Visualization Demonstration
The first graph is “Tenancy Condition Regarding Tenant Status”. There are several types of status in the text database:
- First, civilians including males and females, as well as privileged civilians. “Privileged” means their rent is lower than ordinary tenants, and they only have a small proportion in the civilian’s category.
- Second, local officials, including officials in local government and in the military. Zhou(Region), Jun(Commandery), and Xian(District) are three levels of local hierarchy in descending order in ancient China.
- And the third category are soldiers. From the perspective of rented land area, civilians, especially male civilians, account for the vast majority, while soldiers only account for the smallest proportion.
In the next two graphs, we continue the topic.
Figure #2 represents “per capita rented land area”. Although the total area rented by soldiers is pretty small, their average rented area is the largest, even much larger than other categories of tenants.
Figure #3 shows “total rented land area” regarding status, where the darkest color represents the largest area rented by male civilians, and so on.
Besides, privileged civilians and senior officials at all levels also rented larger average of land area than ordinary civilians and junior officials.
import pandas as pd
import seaborn as sns
import matplotlib.pyplot as plt
import numpy as np
import matplotlib.font_manager as fm
# Reading Excel files
df = pd.read_excel('test111.xlsx', sheet_name='Sheet1', header=None)
# Scope of acquisition of geographical names and identity rows
location_range = 'A2:A73'
identity_range = 'B1:K1'
# Selection of data from the data box for the place name and identity rows
locations = df[0].iloc[1:73]
identities = df.iloc[0, 1:11]
# Select data range
data = df.iloc[1:73, 1:11]
# Set the column name to the identity name
data.columns = identities
# Indexing of geographic names
data.set_index(locations, inplace=True)
# Replacing non-numeric values with NaN
data = data.apply(pd.to_numeric, errors='coerce')
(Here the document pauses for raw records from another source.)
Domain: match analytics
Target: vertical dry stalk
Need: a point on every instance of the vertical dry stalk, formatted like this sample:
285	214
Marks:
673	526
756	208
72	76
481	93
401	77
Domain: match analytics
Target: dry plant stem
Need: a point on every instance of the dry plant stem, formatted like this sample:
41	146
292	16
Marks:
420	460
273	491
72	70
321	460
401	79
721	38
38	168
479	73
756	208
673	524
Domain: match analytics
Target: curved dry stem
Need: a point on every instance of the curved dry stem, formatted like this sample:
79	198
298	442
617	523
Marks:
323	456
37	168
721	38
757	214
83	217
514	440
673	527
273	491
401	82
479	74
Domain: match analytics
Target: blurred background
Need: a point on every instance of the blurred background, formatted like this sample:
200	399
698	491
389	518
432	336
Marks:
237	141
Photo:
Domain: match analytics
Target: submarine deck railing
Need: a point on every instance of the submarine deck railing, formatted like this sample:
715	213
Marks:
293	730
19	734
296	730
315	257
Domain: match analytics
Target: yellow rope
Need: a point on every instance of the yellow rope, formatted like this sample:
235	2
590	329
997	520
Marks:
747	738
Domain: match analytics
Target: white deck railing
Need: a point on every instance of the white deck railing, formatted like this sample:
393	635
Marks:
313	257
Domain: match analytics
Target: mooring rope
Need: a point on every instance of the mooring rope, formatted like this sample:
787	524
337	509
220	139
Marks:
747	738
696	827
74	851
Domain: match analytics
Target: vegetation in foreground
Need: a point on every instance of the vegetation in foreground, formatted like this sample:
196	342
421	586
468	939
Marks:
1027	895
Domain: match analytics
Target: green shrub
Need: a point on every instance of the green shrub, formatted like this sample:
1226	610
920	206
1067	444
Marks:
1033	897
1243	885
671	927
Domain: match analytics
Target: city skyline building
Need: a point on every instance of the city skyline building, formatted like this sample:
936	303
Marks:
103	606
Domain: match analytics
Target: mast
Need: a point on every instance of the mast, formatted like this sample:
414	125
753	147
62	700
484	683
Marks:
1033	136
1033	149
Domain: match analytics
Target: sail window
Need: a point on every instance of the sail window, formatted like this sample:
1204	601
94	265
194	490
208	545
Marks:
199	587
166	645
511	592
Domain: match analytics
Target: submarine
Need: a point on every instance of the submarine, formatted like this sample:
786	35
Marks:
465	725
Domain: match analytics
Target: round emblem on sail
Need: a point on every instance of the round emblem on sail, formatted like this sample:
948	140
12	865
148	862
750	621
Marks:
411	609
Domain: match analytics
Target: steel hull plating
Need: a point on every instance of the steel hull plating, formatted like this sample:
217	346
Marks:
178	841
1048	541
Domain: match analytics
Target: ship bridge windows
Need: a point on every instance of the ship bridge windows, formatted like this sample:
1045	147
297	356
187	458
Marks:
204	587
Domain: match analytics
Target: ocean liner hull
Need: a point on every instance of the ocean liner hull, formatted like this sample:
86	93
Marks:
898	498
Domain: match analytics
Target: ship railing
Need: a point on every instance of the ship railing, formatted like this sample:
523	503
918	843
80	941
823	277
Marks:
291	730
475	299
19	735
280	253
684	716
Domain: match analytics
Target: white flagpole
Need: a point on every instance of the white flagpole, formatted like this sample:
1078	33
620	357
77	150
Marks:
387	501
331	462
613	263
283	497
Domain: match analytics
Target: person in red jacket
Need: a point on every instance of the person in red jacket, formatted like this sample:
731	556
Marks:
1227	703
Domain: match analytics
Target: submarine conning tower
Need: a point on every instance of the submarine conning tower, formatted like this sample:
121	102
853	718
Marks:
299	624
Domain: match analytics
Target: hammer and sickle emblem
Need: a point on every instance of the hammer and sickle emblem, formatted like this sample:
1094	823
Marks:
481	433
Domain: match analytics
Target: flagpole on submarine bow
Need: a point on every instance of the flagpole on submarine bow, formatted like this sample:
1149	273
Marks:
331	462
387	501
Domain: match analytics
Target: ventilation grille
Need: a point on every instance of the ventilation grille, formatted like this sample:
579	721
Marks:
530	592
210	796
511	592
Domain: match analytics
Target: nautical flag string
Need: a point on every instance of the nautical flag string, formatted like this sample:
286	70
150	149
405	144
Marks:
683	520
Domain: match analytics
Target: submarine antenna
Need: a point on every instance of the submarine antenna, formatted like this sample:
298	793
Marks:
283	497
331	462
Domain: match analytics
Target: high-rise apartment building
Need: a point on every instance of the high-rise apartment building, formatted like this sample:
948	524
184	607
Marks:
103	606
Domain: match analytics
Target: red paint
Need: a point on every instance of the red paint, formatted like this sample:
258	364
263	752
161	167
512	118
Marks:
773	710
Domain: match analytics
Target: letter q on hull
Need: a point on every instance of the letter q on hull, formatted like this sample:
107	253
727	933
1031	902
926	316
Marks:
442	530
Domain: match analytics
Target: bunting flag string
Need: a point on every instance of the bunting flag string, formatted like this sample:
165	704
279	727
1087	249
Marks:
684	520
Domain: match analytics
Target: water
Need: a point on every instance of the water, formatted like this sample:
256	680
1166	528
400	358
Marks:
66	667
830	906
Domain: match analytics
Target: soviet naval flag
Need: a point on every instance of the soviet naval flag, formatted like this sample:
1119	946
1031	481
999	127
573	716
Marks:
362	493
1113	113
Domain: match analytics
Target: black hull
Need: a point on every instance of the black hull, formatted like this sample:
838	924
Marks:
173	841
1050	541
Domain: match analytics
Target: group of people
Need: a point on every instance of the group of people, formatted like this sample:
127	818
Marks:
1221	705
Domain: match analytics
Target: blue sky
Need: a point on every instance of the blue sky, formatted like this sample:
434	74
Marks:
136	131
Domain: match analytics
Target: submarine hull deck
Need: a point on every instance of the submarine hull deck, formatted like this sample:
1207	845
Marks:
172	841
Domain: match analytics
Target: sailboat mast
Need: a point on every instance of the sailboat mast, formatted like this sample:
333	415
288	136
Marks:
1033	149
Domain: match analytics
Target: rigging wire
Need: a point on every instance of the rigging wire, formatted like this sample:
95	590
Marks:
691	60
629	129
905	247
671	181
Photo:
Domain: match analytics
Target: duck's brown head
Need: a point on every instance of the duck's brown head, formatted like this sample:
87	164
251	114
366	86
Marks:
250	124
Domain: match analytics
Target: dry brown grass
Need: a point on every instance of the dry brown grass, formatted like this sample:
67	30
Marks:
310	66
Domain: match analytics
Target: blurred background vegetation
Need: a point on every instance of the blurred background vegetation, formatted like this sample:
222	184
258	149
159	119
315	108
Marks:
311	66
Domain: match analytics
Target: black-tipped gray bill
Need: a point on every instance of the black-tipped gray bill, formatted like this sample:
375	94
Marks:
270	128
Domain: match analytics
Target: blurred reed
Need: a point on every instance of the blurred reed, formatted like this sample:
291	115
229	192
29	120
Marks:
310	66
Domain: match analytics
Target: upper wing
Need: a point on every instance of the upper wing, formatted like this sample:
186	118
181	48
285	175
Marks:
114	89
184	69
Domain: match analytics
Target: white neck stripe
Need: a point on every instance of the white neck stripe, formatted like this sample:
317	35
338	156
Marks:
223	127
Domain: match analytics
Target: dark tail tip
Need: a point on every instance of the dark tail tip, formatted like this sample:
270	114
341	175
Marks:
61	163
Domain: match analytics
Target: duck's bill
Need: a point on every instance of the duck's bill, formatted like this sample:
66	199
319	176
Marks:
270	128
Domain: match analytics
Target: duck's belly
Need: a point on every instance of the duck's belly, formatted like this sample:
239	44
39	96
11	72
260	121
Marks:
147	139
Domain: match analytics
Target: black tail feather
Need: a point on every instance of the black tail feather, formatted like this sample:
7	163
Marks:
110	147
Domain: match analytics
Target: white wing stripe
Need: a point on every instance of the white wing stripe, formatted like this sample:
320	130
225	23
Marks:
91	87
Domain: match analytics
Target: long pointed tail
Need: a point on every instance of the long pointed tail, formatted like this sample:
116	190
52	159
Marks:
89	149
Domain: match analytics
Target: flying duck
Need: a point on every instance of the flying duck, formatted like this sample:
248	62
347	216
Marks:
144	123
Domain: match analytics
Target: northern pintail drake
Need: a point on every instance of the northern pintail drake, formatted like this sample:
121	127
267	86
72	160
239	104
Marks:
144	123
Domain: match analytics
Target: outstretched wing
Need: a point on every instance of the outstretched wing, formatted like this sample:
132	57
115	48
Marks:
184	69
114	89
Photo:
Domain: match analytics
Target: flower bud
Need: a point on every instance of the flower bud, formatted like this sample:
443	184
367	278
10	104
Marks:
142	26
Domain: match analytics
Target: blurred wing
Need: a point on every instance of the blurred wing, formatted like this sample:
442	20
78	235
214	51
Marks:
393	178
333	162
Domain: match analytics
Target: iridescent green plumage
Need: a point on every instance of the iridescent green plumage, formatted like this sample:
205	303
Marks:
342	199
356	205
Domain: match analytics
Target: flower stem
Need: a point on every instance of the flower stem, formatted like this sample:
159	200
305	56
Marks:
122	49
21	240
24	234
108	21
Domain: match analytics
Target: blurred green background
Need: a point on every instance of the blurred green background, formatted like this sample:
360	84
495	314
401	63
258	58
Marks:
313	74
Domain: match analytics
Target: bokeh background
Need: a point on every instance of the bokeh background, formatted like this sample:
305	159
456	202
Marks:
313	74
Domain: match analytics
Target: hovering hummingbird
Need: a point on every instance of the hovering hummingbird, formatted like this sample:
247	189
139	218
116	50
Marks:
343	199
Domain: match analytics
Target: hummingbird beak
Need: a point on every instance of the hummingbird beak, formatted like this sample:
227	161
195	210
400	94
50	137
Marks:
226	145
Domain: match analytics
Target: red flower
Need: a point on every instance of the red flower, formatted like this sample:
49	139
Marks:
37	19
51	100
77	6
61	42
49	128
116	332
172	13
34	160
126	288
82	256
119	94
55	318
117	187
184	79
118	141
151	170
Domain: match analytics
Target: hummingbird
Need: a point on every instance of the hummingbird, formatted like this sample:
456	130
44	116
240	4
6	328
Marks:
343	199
# Set the font to one that supports Chinese
font_path = 'Songti.ttc' # Replace the font path with one that supports Chinese
prop = fm.FontProperties(fname=font_path)
sns.set(font=prop.get_name())
# Creating Heat Maps
plt.figure(figsize=(20, 16))
sns.heatmap(data, annot=True, cmap='YlGnBu', fmt='.2f')
plt.title('Land Area(mu)')
plt.xlabel('Tenant Status')
plt.ylabel('Place Name')
plt.savefig('heatmap2.png')
plt.show()
And in Figure #4-5, we took regional information into consideration. The x-axis represents different tenant statuses, and the y-axis represents different place names. The data in the table reflects the rented land area of different tenant status in different regions, with darker colors representing larger areas. The small graph on the right presents a zoomed-in view of the upper-left corner data. So that we can clearly see the regions with the largest land area.
Then, we analyzed the rental payment time recorded in the data.
From Figure #6, we can see that the payment period starts from September and continues until March of the following year, and the majority is concentrated in November and December. That’s because in late October, most farmers finish harvesting crops and count their harvest.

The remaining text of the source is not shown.